Wisley was founded by Victorian businessman and RHS member George Ferguson Wilson, who purchased a 60-acre site in 1878. Wilson died in 1902 and Oakwood was purchased by Sir Thomas Hanbury. He gave the Wisley site to the RHS in 1903.Wisley is now a large and diverse garden covering 240 acres in addition to numerous formal and informal decorative gardens, several glasshouses and an extensive arboretum. In 2017, according to the net, the garden welcomed 1,143,175 visitors.

Rashme had just got the new cards for the entrance and so the family cost 35 pounds for all of us as entrance. Mind boggling for me coming from India with the pound bordering on Rs 100, but the UK is frightfully expensive and so family tickets are the best way to go.

As we entered the Wisteria were what caught the eye, in full bloom at the entrance gate itself. It was wonderful to see it trained so well by skilled horticulturalists, especially since I was cutting it off as a weed in my other sons garden in the US. The mauve bunches of flowers lit up the otherwise sombre looking shrub.

Then came the rhododendrons in a variety of sizes and colours. I particularly love rhododendrons as they remind me of our two years in Shillong in the North East of India where my father was posted. It was there that we were introduced to the vigour and vitality of the flowering plant which had been brought in by the British.
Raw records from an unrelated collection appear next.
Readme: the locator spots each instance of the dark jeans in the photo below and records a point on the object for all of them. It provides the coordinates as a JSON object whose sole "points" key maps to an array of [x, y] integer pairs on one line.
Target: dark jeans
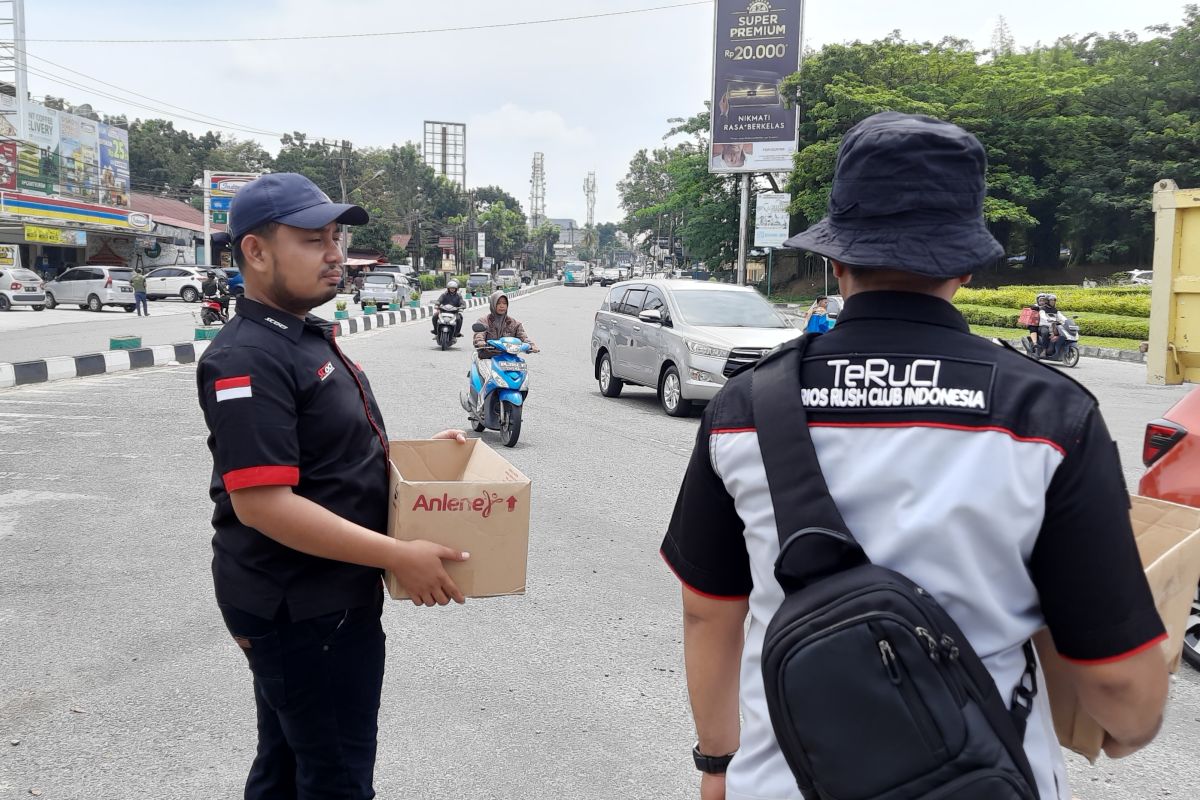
{"points": [[317, 687]]}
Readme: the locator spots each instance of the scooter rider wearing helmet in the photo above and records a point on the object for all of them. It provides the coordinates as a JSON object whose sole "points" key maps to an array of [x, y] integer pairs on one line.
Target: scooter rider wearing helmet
{"points": [[499, 324], [450, 298], [1050, 318]]}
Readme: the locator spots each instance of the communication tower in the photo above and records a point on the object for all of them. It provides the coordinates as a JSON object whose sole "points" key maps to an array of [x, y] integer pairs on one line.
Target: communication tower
{"points": [[589, 191], [538, 191]]}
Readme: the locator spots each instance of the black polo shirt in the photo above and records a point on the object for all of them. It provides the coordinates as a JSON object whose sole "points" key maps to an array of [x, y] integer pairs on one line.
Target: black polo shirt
{"points": [[285, 407]]}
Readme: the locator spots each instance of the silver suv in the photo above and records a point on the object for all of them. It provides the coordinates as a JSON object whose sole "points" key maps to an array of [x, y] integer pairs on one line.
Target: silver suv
{"points": [[91, 288], [682, 338]]}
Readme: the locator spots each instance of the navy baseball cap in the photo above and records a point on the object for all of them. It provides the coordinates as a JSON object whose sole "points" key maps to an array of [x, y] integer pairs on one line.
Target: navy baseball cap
{"points": [[289, 199], [907, 194]]}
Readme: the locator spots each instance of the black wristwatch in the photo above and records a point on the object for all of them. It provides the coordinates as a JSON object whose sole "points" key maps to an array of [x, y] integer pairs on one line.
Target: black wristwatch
{"points": [[711, 764]]}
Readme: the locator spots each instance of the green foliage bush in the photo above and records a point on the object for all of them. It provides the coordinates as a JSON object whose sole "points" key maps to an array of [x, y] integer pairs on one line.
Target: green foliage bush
{"points": [[1090, 324], [1125, 301]]}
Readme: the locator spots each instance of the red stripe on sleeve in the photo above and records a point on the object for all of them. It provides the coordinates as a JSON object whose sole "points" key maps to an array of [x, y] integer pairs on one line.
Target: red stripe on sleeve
{"points": [[233, 383], [694, 589], [252, 476], [1128, 654]]}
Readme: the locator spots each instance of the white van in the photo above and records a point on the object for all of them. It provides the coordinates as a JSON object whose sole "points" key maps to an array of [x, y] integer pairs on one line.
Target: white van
{"points": [[18, 286]]}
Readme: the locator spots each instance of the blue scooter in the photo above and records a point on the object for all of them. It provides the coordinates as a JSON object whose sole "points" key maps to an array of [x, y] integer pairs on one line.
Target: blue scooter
{"points": [[498, 388]]}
The Glass House was full of plants which reminded me of home. There were Bananas, hibiscus, a massive collection of orchids and tons of foliage which are well known back in Bangalore. Infact when my son was first taken to Kew, he just looked at all the plants and cooly remarked -- “ Oh! These plants are all growing in my grandfather’s house in India.” It is true and I never fail to remember with a chuckle when I visit. Ofcourse the Brits have built a Glass House in Bangalore, a sort of replica to the one here in the UK.

For me, the Bowes-Lyon Rose Garden was the most scented experience ever.I have visited Wisley when the Mixed Borders are in full bloom, the Rock Garden and the Exotic Garden are stunning, but the Rose garden was only budding and not in bloom. This time the roses were spilling out in all their glory and there is nothing quite like a scented English Rose. I know, I have planted one in my sons garden three years ago and it’s stunningly beautiful and the most gorgeous part of the garden. Pinks and purples, reds and peach and ofcourse pristine white roses spilled out all over the garden. My grand daughter and I had our noses stuck in most of the blooms as we walked through the stunning display. She collected tons of petals which she hoped to make a rose liquer and instead just crushed them to pulp in her hot little hands.
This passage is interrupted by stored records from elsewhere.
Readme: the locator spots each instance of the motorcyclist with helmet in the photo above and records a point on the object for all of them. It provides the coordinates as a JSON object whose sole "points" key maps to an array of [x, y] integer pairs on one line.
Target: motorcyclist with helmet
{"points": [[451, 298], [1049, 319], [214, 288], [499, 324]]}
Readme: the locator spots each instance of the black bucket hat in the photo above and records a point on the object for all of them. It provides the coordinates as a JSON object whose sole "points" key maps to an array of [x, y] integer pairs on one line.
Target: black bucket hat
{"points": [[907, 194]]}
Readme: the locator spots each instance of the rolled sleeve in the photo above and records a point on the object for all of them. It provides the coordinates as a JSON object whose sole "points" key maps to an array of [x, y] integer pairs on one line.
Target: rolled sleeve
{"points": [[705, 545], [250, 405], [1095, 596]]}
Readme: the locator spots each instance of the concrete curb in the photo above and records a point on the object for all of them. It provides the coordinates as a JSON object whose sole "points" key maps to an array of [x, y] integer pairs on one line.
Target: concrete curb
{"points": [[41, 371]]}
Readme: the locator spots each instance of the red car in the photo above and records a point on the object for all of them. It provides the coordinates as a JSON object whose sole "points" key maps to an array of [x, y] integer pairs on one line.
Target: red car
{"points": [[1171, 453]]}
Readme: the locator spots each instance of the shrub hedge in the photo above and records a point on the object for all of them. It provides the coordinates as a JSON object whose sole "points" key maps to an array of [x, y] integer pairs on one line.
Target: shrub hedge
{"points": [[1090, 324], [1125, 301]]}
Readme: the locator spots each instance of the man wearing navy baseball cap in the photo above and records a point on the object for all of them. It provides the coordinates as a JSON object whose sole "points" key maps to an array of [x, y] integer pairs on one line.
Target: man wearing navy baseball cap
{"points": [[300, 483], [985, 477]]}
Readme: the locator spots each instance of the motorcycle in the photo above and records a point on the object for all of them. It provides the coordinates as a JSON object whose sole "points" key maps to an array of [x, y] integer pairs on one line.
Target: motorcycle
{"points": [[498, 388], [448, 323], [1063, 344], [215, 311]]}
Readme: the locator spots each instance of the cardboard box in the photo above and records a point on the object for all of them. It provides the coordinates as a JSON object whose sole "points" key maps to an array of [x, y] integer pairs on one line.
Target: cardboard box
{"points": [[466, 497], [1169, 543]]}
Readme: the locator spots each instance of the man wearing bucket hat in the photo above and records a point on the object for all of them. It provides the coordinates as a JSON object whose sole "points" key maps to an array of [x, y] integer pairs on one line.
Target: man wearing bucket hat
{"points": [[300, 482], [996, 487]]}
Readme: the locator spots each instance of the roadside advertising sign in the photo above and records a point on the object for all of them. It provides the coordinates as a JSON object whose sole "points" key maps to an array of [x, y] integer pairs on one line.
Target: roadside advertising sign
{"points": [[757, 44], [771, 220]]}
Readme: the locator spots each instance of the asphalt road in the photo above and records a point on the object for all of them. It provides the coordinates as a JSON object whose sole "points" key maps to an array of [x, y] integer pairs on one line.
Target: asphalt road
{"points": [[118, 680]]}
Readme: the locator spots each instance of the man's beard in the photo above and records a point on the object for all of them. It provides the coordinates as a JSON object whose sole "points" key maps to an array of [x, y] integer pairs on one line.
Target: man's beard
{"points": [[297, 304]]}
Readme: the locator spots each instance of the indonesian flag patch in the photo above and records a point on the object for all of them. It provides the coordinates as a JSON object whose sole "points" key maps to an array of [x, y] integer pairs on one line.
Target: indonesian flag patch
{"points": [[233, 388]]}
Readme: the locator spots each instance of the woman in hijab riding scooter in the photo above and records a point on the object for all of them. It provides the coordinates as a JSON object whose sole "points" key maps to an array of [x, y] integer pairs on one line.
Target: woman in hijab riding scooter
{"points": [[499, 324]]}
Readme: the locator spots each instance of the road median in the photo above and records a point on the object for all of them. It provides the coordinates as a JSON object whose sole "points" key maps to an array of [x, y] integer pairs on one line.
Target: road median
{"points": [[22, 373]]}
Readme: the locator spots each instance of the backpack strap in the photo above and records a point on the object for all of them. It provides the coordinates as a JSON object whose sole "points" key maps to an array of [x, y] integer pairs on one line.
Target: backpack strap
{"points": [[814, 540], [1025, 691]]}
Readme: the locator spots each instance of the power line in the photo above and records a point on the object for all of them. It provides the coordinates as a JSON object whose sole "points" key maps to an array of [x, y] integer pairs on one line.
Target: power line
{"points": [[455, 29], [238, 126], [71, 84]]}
RHS Garden Wisley in Surrey, one of the UK’s most visited and best-loved gardens.Wisley was given to the RHS in 1903 and is now a hub of horticultural excellence and a top visitor attraction,240 acres to explore. It is home to some of the largest plant collections anywhere in the globe and showcases inspirational gardening. Planting schemes are constantly evolving to ensure there's always something new to excite and inspire visitors.

The key highlights include The Glasshouse, Rock Garden, Bowes-Lyon Rose Garden, The Mixed Borders and the newly-created Exotic Garden. And I know I will be visiting every time I come to the UK.